File-level sharding. A new planner assigns whole test files to shards instead of letting every shard import everything:

  • .github/scripts/shard_django_files.py — discovers the file universe from the filesystem (authoritative, so new/untimed files are always covered), weights files by .test_durations, then hybrid-packs: whole files balanced via longest-processing-time bin-packing, and the few files heavier than one shard's budget split across dedicated --splits shards. Returns exactly shards specs and a full partition, so no group can silently drop tests. Falls back to the legacy whole-tree invocation when .test_durations is missing.
  • .github/workflows/ci-backend.yml — the Core, CorePOE, and Temporal full-run steps now source their pytest targets from the script. Compat shards and selected-mode are untouched. Added an inline legacy fallback for branches predating the script (the job checks out head.ref, so unrebased PRs may not have it yet) plus an empty-target guard, and registered the script in the backend paths-filter.
  • .github/scripts/test_shard_django_files.py — 37 tests covering the partition invariant, never-exceed-shards, file splitting, determinism, balance bounds, weight handling, discovery exclusions, and fallback.

Measured against the real .test_durations:

Segment Coverage Balance vs today Collection / shard
Core (38) exact, 0 missing/dupes +9.4% 88.7s → 6.05s (verified)
CorePOE (7) exact +13.5% full-tree → ~one file's worth
Temporal (7) exact +2.1%

Balance barely moves while collection drops ~15x — roughly 270s saved per shard on CI. It also unblocks a follow-up: the baked-in Core: 4*60 per-shard overhead in turbo-discover.js can be reduced so the matrix shards less.

How did you test this code?

I'm an agent (PostHog Code); I did not run the CI matrix. Locally I verified, against the real .test_durations and repo tree:

  • shard_django_files.py --check for all three segments: exact coverage (0 missing, 0 duplicates, whole-file partition holds), plan length equals shard count, deterministic output across repeated runs.
  • A real pytest --collect-only on a generated Core shard (group 7): 754 tests in 6.05s vs 88.7s for the full tree.
  • --store-durations works without --splits (so master timing collection is unaffected).
  • uv run pytest .github/scripts/test_shard_django_files.py — 37 passing.
  • ruff check + ruff format --check clean; bash -n on the rendered workflow blocks; yaml.safe_load parses the workflow.

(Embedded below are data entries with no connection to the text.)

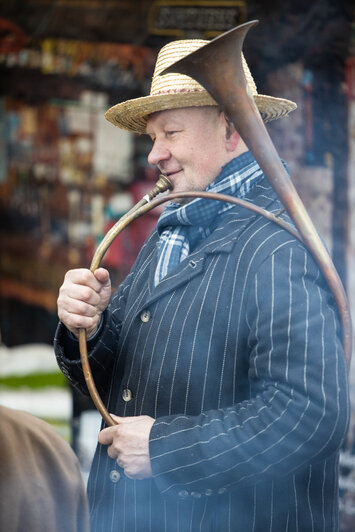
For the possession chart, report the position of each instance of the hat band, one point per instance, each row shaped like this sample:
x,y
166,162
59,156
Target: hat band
x,y
176,91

This still needs a real CI smoke run to validate the GHA matrix wiring end-to-end, which I can't exercise locally.

Automatic notifications

  • Publish to changelog?
  • Alert Sales and Marketing teams?

Docs update

No docs changes.

🤖 Agent context

Autonomy: Human-driven (agent-assisted)

Built with PostHog Code (Claude Opus). The work started as an investigation into why the Django shard setup span runs ~400-500s. Diagnosis: collection duplication across shards (confirmed by local measurement and by turbo-discover.js already baking ~4min of "pytest collection" overhead into its Amdahl shard-sizing).

Key decisions:

  • Hybrid over pure file-level. Pure whole-file sharding costs +34.7% on the slowest Core shard (one 610-test file dominates). Splitting only the handful of files heavier than one shard's budget (5 for Core) recovers near-current balance — that trade-off was simulated against .test_durations before implementing.
  • A pytest-invocation constraint shaped the design: --splits/--group applies to the whole collected set, so a big-file slice can't share a shard with whole files. Oversized files therefore get dedicated split-shards; the planner guarantees exactly shards specs so no group is ever unassigned.
  • Filesystem is the coverage source of truth, durations are weights only — .test_durations carries stale keys for renamed/deleted files, and new files wouldn't be timed yet.
  • Backwards compatibility: the django job checks out head.ref, so the workflow degrades to the legacy whole-tree invocation when the script is absent (unrebased PRs) and on missing durations.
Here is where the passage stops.